The way Equifax's data is stored and retrieved, for example, bucks tradition. Historically, companies with enormous amounts of data build giant warehouses, often running on massively parallel processing systems. The hardware is expensive, and the architecture of a relational database inhibits queries of unstructured data, Brooks says.
Instead, Equifax views the work as content delivery, rather than query processing. Data is spread across a grid of low-cost servers. IT developed proprietary distributed indexing technology to find information.
"Since our data sizes, transaction inquiry volumes and response-time requirements are all very challenging, we have to be careful about blindly following an industry-standard approach," Brooks says. "That can drive large and complex infrastructure demands that may not be necessary if you step back and think differently about the problem."
The IT group also tosses aside another worn idea. Where master data management projects seek the fabled single version of the truth, Brooks says there's no such thing. Equifax data gurus certainly spend time de-duplicating and cleansing data they integrate from public and private sources, but they've stopped fretting about finding and storing one definitive view of a consumer. Context is more important. "The reality is, they're all right. Now we think of observations more than truth," he says.
Webb encourages creativity in IT, saying the best results come from people who feel challenged. "You know who in your organization wants to learn.

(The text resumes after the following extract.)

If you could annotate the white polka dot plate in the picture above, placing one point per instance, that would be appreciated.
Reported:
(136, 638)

Let them have the reins," he says. "Set out the problem and get out of the way."
One common way to uncover insights is to mix and match data sets, looking for correlations. Do the credit limits on the department store charge cards of single women indicate anything about their propensity to lease cars? Such blue-sky dabbling might produce useful results for marketers. For example, Equifax's rival Experian recently discovered that adults who use social media are more likely than other Internet users to visit Starbucks. Starbucks--or its coffee competitors--may want to step up its ad buys on Facebook.
At Equifax, insights also come from an executive brain spark. Last spring, Webb's imagination was caught by a CNN story about a $500,000 credit card fraud. According to federal investigators, two brothers conspired with an employee at a Beverly Hills dentist office to create hundreds of fake people who looked real on paper. They made up names, Social Security numbers and other personal data to generate "synthetic" individuals to whom the insider could pretend to give loans for dental work. The insider then reported the loans and false payments to Experian, to establish credit histories under names such as Garnik Dumanov and Grisha Stpanov.
For more than a year, the trio got credit cards under these and other false identities from Bank of America, Wells Fargo and 19 other banks, which approved them after seeing good credit scores. DirecTV and several cell phone providers approved accounts. Car dealerships approved loans for an Audi Q7 and a Lexus IS 250.
Webb emailed Brooks: Could we catch scams like this?
Brooks, Manthey and other colleagues looked up more details about the crime and pulled internal data beyond just credit reports from across Equifax's wide assortment of records. Then they began testing new ways to analyze the information in an effort to produce the outcome they already knew to be true--that Stpanov, for example, couldn't be real.